C'est une conséquence logique de la notion anarchiste de la vie, que l'anarchiste n'accepte que la solidarité qu'il a choisie, voulue, examinée, consentie enfin. La solidarité obligatoire ou imposée est contraire à l'esprit anarchiste lui-même. L'histoire est là d'ailleurs pour nous montrer que la solidarité imposée s'est montré un instrument merveilleux de dogmatisme et de domination. Pour rendre concrète et effective la solidarité entre les êtres que n'unissaient ni des affinités de tempérament ni la conformité des intérêts, la religion et la loi ont été nécessaires ; pour que les rapports de solidarité obligatoire que la religion et la loi déterminent entre les hommes ne restent pas lettre morte, il a fallu des exécutifs religieux ou légaux, c'est-à-dire des prêtres et des juges.

Là où il n'y a pas de contrat imposé - ni dans l'ordre économique, ni clans l'ordre éthique, ni dans l'ordre intellectuel - et c'est cela l'anarchie, il ne peut y avoir non plus de solidarité imposée. Par exemple, l'anarchiste se solidarise tacitement avec tous les gestes que son camarade accomplit aux fins de miner, saper, ruiner, détruire l'autoritarisme. Mais il entend se désolidariser et il se désolidarise des gestes du soi-disant camarade qui, par raison d'opportunisme ou de tactique, défend une forme quelconque de gouvernement (la République vaut mieux que la Monarchie, etc.), préconise le vote, approuve la guerre. L'anarchiste n'a rien à faire avec lui, pas plus qu'avec le juge, le policier, le geôlier, le bourreau, l'élu, l'électeur socialiste ou communiste. Ni les uns ni les autres ne sont de son « monde ».

On objectera que les anarchistes font des concessions au milieu. Examinons la question de très près. Il y a des concessions évitables et volontaires, d'autres qui ne le sont pas. Il y a un ordre de concessions inévitables comme celles d'aller travailler à l’atelier, en usine, au chantier, au bureau, parce que si l'on n’y consentait pas, on courrait le risque de mourir de faim.
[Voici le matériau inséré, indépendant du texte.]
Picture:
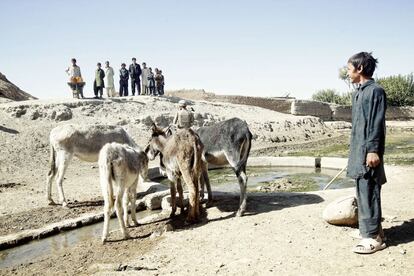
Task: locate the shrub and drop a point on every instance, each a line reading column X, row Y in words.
column 332, row 96
column 399, row 89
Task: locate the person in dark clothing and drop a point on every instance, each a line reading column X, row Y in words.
column 123, row 80
column 159, row 82
column 98, row 84
column 366, row 157
column 151, row 82
column 135, row 73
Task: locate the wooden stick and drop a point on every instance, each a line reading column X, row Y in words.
column 333, row 179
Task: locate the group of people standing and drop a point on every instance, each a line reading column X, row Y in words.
column 152, row 84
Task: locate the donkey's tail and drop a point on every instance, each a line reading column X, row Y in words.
column 106, row 175
column 52, row 161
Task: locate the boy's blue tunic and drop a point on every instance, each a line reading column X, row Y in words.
column 369, row 104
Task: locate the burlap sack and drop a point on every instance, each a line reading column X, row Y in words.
column 343, row 211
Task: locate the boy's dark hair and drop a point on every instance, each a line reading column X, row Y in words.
column 366, row 60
Le faire cependant, contribue non seulement à maintenir le régime capitaliste, mais encore le principe de l'exploitation de l'homme par l'homme. Travailler « pour son compte » ne change d'ailleurs rien au problème ; marchand ambulant, forain, artisan, petit boutiquier, on est toujours exploiteur ou exploité ; il n'est pas un article qu'on vende qui n'ait été obtenu grâce au système capitaliste de la production ; le grossiste gagne sur le petit revendeur, le petit revendeur gagne sur le chaland. Rien ne change et tel petit revendeur est plus soumis aux caprices de ses clients que l'ouvrier aux fantaisies de son patron. Dans la majorité des cas, le compagnon « illégaliste » n'échappe pas aux difficultés qui l'entourent et dont il voudrait bien cependant s'évader ; les objets qu'il consomme sont des produits qui ont passé par la filière capitaliste et les risques qu'il court ne sont pas comparables à l'ennui engendré par les heures de présence à l'atelier ou passées « à faire la place », par exemple.
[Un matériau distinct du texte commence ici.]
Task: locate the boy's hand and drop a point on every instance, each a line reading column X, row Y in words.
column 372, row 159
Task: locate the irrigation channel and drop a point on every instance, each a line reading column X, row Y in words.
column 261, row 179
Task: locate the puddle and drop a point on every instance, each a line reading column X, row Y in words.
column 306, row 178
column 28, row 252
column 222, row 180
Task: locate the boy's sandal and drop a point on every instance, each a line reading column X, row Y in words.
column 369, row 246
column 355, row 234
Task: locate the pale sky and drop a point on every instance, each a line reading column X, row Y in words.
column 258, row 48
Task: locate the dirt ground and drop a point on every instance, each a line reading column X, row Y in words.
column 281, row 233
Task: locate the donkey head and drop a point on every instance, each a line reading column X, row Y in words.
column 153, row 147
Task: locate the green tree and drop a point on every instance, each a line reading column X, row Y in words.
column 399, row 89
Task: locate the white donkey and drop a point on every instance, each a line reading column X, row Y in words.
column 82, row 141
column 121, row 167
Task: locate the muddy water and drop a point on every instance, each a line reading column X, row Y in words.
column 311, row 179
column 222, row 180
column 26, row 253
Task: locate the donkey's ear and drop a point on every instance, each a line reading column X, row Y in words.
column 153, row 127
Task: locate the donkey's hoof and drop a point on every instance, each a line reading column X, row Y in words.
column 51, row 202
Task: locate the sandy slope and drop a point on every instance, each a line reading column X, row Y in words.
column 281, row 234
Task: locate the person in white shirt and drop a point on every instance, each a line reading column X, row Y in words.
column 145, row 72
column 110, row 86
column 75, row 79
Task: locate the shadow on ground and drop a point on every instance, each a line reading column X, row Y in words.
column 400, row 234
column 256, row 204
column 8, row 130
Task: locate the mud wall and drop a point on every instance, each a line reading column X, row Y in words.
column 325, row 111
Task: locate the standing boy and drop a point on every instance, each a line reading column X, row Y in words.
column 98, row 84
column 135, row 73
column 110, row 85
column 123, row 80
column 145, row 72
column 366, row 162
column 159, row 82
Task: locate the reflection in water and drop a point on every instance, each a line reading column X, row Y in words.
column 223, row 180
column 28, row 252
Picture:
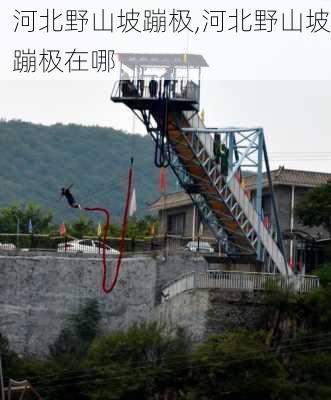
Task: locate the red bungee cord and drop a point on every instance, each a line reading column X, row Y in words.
column 66, row 192
column 122, row 241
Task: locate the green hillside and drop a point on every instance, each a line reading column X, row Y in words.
column 37, row 160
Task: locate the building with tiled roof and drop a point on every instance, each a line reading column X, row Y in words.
column 178, row 216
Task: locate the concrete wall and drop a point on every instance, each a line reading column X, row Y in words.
column 201, row 312
column 39, row 291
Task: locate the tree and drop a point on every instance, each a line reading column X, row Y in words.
column 236, row 365
column 137, row 364
column 22, row 214
column 78, row 333
column 315, row 208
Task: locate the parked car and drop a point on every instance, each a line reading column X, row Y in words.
column 7, row 246
column 84, row 246
column 201, row 247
Il y a des concessions évitables que certains anarchistes concèdent cependant à l'ambiance. Pourquoi? Parce que telles concessions qui, à autrui, à vous, à moi, semblent parfaitement évitables, leur paraissent à eux, inévitables ; il y a des camarades qui consentent à accomplir telle ou telle formalité légale pour éviter de mettre autrui - une compagne, par exemple ­- dans une position économique défavorable ; pour ne pas mettre des enfants qui n'avaient pas demandé à naître dans une situation inférieure ou qui leur soit préjudiciable, et cela pour le reste de leur vie, etc. Il ne faut donc pas porter de jugements trop sommaires (à condition d'admettre qu'un « anarchiste» puisse « juger » son camarade) sur des « concessions » dont nous ignorons les motifs intimes et profonds.
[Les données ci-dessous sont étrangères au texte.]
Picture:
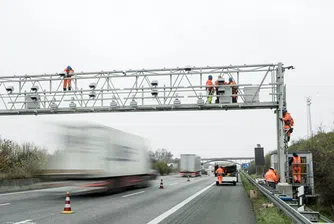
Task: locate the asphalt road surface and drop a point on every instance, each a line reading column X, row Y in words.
column 197, row 201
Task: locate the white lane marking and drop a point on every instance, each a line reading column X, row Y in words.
column 25, row 221
column 128, row 195
column 178, row 206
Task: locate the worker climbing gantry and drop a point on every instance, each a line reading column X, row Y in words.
column 165, row 89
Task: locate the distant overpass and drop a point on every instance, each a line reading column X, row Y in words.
column 238, row 160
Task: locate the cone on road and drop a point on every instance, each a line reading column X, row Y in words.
column 67, row 207
column 161, row 185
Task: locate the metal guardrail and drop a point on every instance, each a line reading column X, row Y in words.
column 288, row 210
column 324, row 218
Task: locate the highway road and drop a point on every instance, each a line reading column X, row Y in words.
column 197, row 201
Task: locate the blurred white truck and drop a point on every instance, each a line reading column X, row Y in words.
column 98, row 158
column 190, row 165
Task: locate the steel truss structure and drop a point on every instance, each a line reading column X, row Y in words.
column 258, row 87
column 138, row 90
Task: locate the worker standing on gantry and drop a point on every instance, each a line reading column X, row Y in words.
column 271, row 177
column 288, row 124
column 296, row 167
column 68, row 78
column 234, row 90
column 216, row 88
column 220, row 81
column 209, row 89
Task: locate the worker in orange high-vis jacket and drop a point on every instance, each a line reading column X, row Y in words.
column 209, row 89
column 288, row 123
column 219, row 81
column 271, row 177
column 234, row 89
column 296, row 167
column 68, row 78
column 220, row 173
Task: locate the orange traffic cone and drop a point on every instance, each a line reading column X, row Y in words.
column 161, row 185
column 67, row 207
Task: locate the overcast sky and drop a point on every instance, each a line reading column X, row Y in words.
column 44, row 36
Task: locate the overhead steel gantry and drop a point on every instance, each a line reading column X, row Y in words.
column 238, row 160
column 168, row 89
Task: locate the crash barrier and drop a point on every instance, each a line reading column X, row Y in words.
column 289, row 207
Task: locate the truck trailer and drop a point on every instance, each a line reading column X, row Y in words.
column 190, row 165
column 98, row 158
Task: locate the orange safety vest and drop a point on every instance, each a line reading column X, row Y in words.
column 68, row 71
column 209, row 83
column 219, row 171
column 296, row 162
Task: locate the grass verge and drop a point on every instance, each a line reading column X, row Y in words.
column 264, row 215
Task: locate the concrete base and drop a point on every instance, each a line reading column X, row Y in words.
column 284, row 188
Dans un autre ordre d'idées, j'ai connu un compagnon qui s'était marié avec une étrangère, pour lui éviter d'être expulsée, parce que, de son séjour en France, dépendaient peut-être son avenir et celui de ses enfants. J'en ai connu un autre qui ignorait ce qu'était devenue sa famille, qui l'avait renié à cause de ses idées anarchistes ; il allait souvent en prison ; seul, le mariage légal pouvait lui permettre des relations avec le monde extérieur durant ses villégiatures pénitentiaires. J'en ai connu un troisième qui n'a pu pratiquer la pluralité amoureuse qu'en acceptant l'union légale avec sa compagne habituelle ; s'il avait agi autrement, celle-ci aurait immanquablement perdu sa situation et le camarade dont il s'agit n'était pas en état de lui en procurer une autre. De nombreux camarades se prévalent des dispositions législatives en vigueur lorsqu'ils sont victimes d'accidents de travail, etc. Qui reprocherait à l'anarchiste renversé et blessé par une automobile de recourir au tribunal pour obtenir la légitime satisfaction qui lui est due? On pourrait multiplier les exemples à l'infini. En France, un journal anarchiste ne peut paraître sans gérant et sans effectuer un dépôt légal ; des compagnons travaillant en commun sont contraints d'adopter la forme coopérative ou une forme d'association possédant des statuts, rédigés conformément aux lois en vigueur en pareille matière, etc.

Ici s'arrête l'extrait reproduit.